Some truths about the Universe and our experience in it seem immutable. The sky is up. Gravity sucks. Nothing can travel faster than light. Multicellular life needs oxygen to live. Except we might need to rethink that last one.
Earlier this year, scientists discovered that a jellyfish-like parasite doesn’t have a mitochondrial genome – the first multicellular organism known to have this absence. That means it doesn’t breathe; in fact, it lives its life completely free of oxygen dependency.
This discovery isn’t just changing our understanding of how life can work here on Earth – it could also have implications for the search for extraterrestrial life.
Life started to develop the ability to metabolise oxygen – that is, respirate – sometime over 1.45 billion years ago. A larger archaeon engulfed a smaller bacterium, and somehow the bacterium’s new home was beneficial to both parties, and the two stayed together.
That symbiotic relationship resulted in the two organisms evolving together, and eventually those bacteria ensconced within became organelles called mitochondria. Every cell in your body except red blood cells has large numbers of mitochondria, and these are essential for the respiration process.
They break down oxygen to produce a molecule called adenosine triphosphate, which multicellular organisms use to power cellular processes.
We know there are adaptations that allow some organisms to thrive in low-oxygen, or hypoxic, conditions. Some single-celled organisms have evolved mitochondria-related organelles for anaerobic metabolism; but the possibility of exclusively anaerobic multicellular organisms has been the subject of some scientific debate.
That is, until a team of researchers led by Dayana Yahalomi of Tel Aviv University in Israel decided to take another look at a common salmon parasite called Henneguya salminicola.
It’s a cnidarian, belonging to the same phylum as corals, jellyfish and anemones. Although the cysts it creates in the fish’s flesh are unsightly, the parasites are not harmful, and will live with the salmon for its entire life cycle.
Tucked away inside its host, the tiny cnidarian can survive quite hypoxic conditions. But exactly how it does so is difficult to know without looking at the creature’s DNA – so that’s what the researchers did.
They used deep sequencing and fluorescence microscopy to conduct a close study of H. salminicola, and found that it has lost its mitochondrial genome.
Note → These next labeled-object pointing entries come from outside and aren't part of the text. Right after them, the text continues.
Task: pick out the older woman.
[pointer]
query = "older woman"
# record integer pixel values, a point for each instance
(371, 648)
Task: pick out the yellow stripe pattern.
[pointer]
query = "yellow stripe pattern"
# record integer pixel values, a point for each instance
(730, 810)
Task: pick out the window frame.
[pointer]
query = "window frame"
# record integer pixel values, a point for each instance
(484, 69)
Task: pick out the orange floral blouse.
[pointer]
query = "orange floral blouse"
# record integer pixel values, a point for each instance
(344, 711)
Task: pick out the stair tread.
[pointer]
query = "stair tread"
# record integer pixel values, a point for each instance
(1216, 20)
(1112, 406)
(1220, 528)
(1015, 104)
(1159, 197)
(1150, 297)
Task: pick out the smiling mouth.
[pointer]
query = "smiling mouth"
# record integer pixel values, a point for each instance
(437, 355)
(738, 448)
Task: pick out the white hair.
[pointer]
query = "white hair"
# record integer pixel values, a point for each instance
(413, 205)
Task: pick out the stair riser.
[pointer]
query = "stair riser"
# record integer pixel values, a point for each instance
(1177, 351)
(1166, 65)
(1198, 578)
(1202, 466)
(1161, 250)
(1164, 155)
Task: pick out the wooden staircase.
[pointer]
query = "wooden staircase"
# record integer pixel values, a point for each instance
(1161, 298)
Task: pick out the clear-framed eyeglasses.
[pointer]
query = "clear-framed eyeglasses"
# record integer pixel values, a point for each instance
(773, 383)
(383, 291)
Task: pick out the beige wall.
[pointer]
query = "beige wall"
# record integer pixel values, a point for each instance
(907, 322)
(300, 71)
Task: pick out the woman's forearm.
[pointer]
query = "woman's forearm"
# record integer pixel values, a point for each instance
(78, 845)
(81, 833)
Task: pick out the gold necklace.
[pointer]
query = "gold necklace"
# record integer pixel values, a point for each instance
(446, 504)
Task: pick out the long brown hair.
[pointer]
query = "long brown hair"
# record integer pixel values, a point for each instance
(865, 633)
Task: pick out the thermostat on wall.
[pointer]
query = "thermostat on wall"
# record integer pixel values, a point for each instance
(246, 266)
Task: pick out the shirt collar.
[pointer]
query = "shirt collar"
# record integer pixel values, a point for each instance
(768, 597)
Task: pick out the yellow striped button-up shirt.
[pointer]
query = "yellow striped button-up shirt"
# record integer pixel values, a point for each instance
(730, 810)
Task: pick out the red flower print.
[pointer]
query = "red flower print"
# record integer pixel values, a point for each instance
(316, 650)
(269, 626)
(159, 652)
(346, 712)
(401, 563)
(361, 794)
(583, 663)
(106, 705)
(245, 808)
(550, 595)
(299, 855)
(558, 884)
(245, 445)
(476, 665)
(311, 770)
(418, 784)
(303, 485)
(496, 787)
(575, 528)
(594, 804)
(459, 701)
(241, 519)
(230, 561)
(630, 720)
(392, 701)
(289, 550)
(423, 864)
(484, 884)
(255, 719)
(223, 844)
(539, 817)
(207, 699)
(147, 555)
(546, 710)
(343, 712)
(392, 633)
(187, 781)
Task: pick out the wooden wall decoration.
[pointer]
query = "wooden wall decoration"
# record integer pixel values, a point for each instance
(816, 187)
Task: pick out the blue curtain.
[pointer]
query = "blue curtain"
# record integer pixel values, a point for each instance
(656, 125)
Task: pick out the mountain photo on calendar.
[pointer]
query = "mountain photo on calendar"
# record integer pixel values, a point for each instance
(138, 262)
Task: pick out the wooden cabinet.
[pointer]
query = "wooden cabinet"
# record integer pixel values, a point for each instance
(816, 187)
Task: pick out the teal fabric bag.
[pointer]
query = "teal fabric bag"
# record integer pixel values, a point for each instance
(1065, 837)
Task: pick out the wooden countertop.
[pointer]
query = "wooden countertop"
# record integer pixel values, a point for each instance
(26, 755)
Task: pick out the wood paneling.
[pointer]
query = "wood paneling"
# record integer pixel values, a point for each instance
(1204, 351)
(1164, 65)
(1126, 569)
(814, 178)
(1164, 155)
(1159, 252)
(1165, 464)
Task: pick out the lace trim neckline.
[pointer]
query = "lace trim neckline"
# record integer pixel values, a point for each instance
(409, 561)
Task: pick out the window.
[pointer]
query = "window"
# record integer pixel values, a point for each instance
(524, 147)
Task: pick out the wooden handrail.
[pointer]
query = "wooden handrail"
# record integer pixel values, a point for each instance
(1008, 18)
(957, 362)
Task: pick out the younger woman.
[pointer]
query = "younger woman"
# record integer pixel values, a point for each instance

In addition, it’s also lost the capacity for aerobic respiration, and almost all of the nuclear genes involved in transcribing and replicating mitochondria.
Like the single-celled organisms, it had evolved mitochondria-related organelles, but these are unusual too – they have folds in the inner membrane not usually seen.
The same sequencing and microscopic methods in a closely related cnidarian fish parasite, Myxobolus squamalis, was used as a control, and clearly showed a mitochondrial genome.
These results show that here, at last, is a multicellular organism that doesn’t need oxygen to survive.
Exactly how it survives is still something of a mystery. It could be leeching adenosine triphosphate from its host, but that’s yet to be determined.
But the loss is pretty consistent with an overall trend in these creatures – one of genetic simplification. Over many, many years, they have basically devolved from a free-living jellyfish ancestor into the much more simple parasite we see today.
They’ve lost most of the original jellyfish genome, but retaining – oddly – a complex structure resembling jellyfish stinging cells. They don’t use these to sting, but to cling to their hosts: an evolutionary adaptation from the free-living jellyfish’s needs to the parasite’s. You can see them in the image above – they’re the things that look like eyes.
The discovery could help fisheries adapt their strategies for dealing with the parasite; although it’s harmless to humans, no one wants to buy salmon riddled with tiny weird jellyfish.
But it’s also a heck of a discovery for helping us to understand how life works.
“Our discovery confirms that adaptation to an anaerobic environment is not unique to single-celled eukaryotes, but has also evolved in a multicellular, parasitic animal,” the researchers wrote in their paper, published in February 2020.
“Hence, H. salminicola provides an opportunity for understanding the evolutionary transition from an aerobic to an exclusive anaerobic metabolism.”
The research has been published in PNAS.